Prince George’s County Executive Rushern L. Baker III (D), during an appearance in Annapolis on Friday, urged state lawmakers from his jurisdiction to “keep an open mind” about hosting a gambling site.

Prince George's County Executive Rushern L. Baker III during an appearance in Annapolis last year. (By Mark Gail/The Washington Post)

Baker, during a briefing to the Prince George’s House delegation on his administration’s priorities, said he has yet to see a bill spelling out how much revenue the county could reap from a gambling site.

“I need to see what those revenues look like,” Baker said.

Both the state and hosting counties retain a share of slots proceeds under existing law.

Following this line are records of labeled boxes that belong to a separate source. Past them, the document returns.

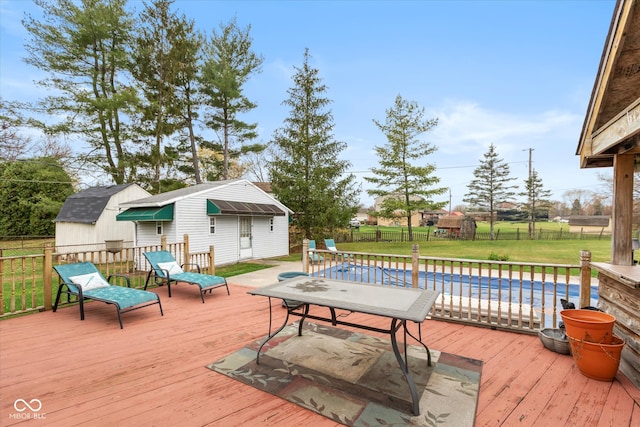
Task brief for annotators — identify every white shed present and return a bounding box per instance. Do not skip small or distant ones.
[117,179,291,265]
[55,184,150,253]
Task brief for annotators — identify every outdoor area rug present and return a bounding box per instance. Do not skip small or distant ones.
[207,322,482,427]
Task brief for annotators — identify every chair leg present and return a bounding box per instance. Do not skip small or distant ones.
[116,305,123,329]
[144,270,153,291]
[53,285,63,313]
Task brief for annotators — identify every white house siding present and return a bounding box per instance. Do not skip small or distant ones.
[253,216,289,258]
[129,181,289,265]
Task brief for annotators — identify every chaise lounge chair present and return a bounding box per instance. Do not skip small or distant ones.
[53,262,164,329]
[309,240,324,263]
[143,250,230,304]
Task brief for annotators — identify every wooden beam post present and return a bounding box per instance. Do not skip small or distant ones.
[611,154,635,265]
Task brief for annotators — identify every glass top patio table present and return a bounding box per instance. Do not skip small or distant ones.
[249,276,439,322]
[248,276,440,415]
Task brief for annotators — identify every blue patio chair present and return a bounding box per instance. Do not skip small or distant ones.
[309,240,324,263]
[324,239,353,258]
[143,250,230,304]
[53,262,164,329]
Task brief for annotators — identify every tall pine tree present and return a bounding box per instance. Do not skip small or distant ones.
[269,49,359,238]
[365,95,447,241]
[462,144,517,240]
[520,169,551,239]
[200,18,264,179]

Prince George’s lawmakers strongly opposed hosting a venue when lawmakers crafted Maryland’s program in 2007. Some — but certainly not all — are rethinking their positions as budget challenges continue.

Senate President Thomas V. Mike Miller Jr. (D-Calvert) is working on a bill that would allow table games at Maryland’s five previously approved slots sites and authorize a sixth gambling site in Prince George’s.

That prospect faces opposition from existing slots operators in other counties, who could lose a share of their markets, as well as from a vocal group of Prince George’s ministers.

Del. Jolene Ivey (D-Prince George’s) quizzed Baker about how legalized gambling could affect the county’s image.

“I’m just a little bit concerned about how slots would affect the brand of Prince George’s County,” Ivey said.

Baker noted that gambling is already taking place at Rosecroft and suggested that a casino would not be a problem in that regard.

“I don’t think that bothers the county one way or another,” Baker said.

Baker also downplayed concerns about the prospect of gaming at National Harbor, another possible site that has resurfaced in recent weeks.

While no one from National Harbor has approached him about that idea, Baker said it is “an entertainment venue already” so he sees limited impact in adding gaming to that massive development on the Potomac.